Esqueçam aquelas manifestações de rua pró “Lula Livre” – elas já estão defasadas. Na iminência de ter sua liberdade decretada pelo Supremo Tribunal Federal, sob condições restritivas, como está no texto da Lei, o ex-presidente Luiz Inácio Lula da Silva (PT), que parecia rouco de tanto gritar pela sua soltura da sala especial da Superintendência da Polícia Federal em Curitiba, recusa a liberdade nos termos em que lhe é oferecida e que implicaria em prisão domiciliar ou em concessão para trabalhar durante o dia e se apresentar à noite na sala cinco estrelas da PF. Lula bateu o pé e disse que só deixa a sala “vip” desde que sua alegada inocência seja reconhecida pela Justiça.
Aturdidos com a reação inusitada de Lula, os procuradores da Lava Jato partiram para um lance também inusitado, caro aos advogados de defesa: resolveram pedir a progressão de regime de pena do petista, que já cumpriu 1/6 de sua pena e alcançou o direito de cumpri-la em liberdade parcial. No pedido apresentado, os procuradores alegaram que além de ter atingido o tempo previsto em lei, o ex-presidente também tem bom comportamento. A juíza Carolina Lebbos, responsável pela execução da pena de Lula, ficou incumbida de decidir pela aceitação ou não. Em princípio, ela pediu um relatório sobre a conduta de Lula na sala que ocupa desde abril de 2018.
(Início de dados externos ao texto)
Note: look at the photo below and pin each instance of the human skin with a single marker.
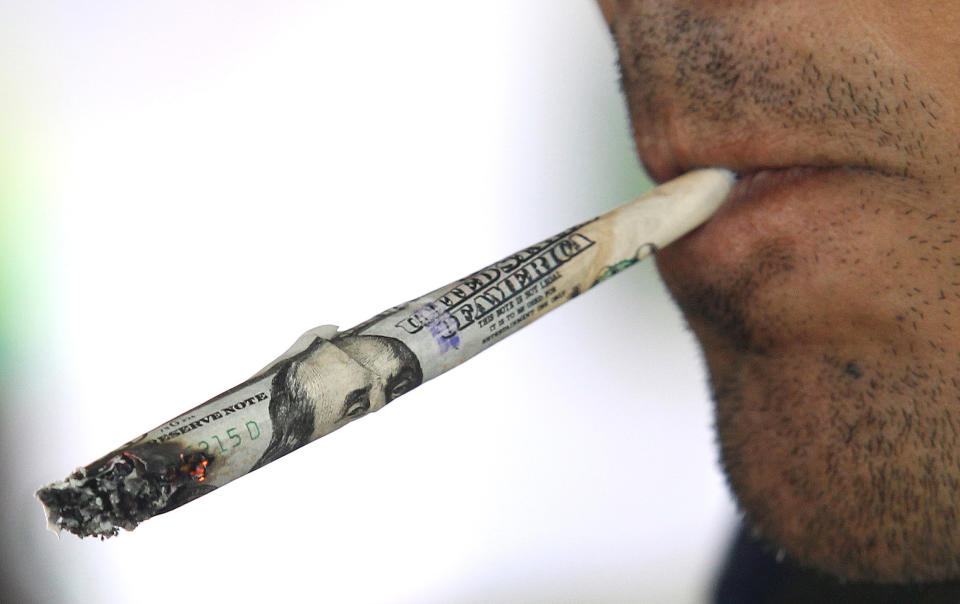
(826, 292)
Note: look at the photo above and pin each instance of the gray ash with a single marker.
(122, 489)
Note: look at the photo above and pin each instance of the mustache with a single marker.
(739, 74)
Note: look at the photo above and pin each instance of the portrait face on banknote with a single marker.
(333, 382)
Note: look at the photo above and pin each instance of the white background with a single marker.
(217, 177)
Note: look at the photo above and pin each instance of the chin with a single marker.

“Lula não aceita qualquer condição imposta pelo Estado porque não reconhece a legitimidade do processo que o condenou e que o trouxe ao cárcere, onde está neste momento”, recitou o advogado Cristiano Zanin Martins, que defende Lula. Em carta, o petista afirmou que não troca sua dignidade pela sua liberdade e que não aceita barganhar seus direitos. De tão comum, a situação divide até especialistas sobre o direito de Lula recusar a progressão de regime. O criminalista Fernando Castelo Branco afirmou que por se tratar de um direito e não uma obrigação, o ex-presidente pode rejeitar o benefício. Por sua vez, João Paulo Martinelli entende que o petista não pode recusar a progressão, mas, sim, as condições impostas pela Justiça. Lula diz que não quer ser solto porque se acha vítima de um processo injusto conduzido de forma parcial pelo ex-juiz Sergio Moro e os procuradores da Lava Jato. Ele aposta suas fichas no Supremo Tribunal Federal, que está prestes a julgar um pedido de sua defesa para que reconheça a parcialidade e anule o processo do tríplex do Guarujá, no qual foi condenado. Ele também aguarda o desfecho do julgamento que decide a ordem de alegações finais de delatores e delatados, marcado para amanhã, do qual também poderá se beneficiar. O petista ainda acompanha se a Corte irá mudar seu entendimento para impedir a prisão antes do trânsito em julgado.
O regime semiaberto é um benefício concedido a preso que apresenta bom comportamento e que já cumpriu um sexto da pena. Em tese, deve ser cumprido em colônia agrícola ou em casas de albergados, onde ele dorme e passa o dia trabalhando em liberdade. Quando não há vagas suficientes nesses dois tipos de estabelecimentos, é comum que a Justiça conceda o regime domiciliar com o uso de tornozeleira eletrônica. Lula recusa-se a usá-la, com o argumento de que não é um pombo. Por ser ex-presidente, ele tem garantia de cumprimento de pena, também, em uma sala de estado-maior e seu domicílio é em São Bernardo do Campo, o que o afasta de estabelecimentos agrícolas penais. Enquanto volta a criar uma barafunda jurídica e gera um fato político destinado a apagar a História em que ele figura como réu acusado de corrupção passiva e lavagem de dinheiro, Lula persevera na tática de figurar na fita como herói a qualquer custo, o que está difícil de se materializar. De concreto, o vai-e-vem do ex-presidente produziu um fato: sustou temporariamente a orquestração de rua “Lula Livre” que vinha sendo propagada pelos lulopetistas. Como o partido também não planeja adotar o “Lula Preso”, o que seria uma incoerência estúpida, fica difícil erguer por enquanto a bandeirinha do “Lula 100% Inocente e Livre”. Lula volta a dar um nó no xadrez político e institucional brasileiro. É o seu esporte favorito, agora que está ocioso.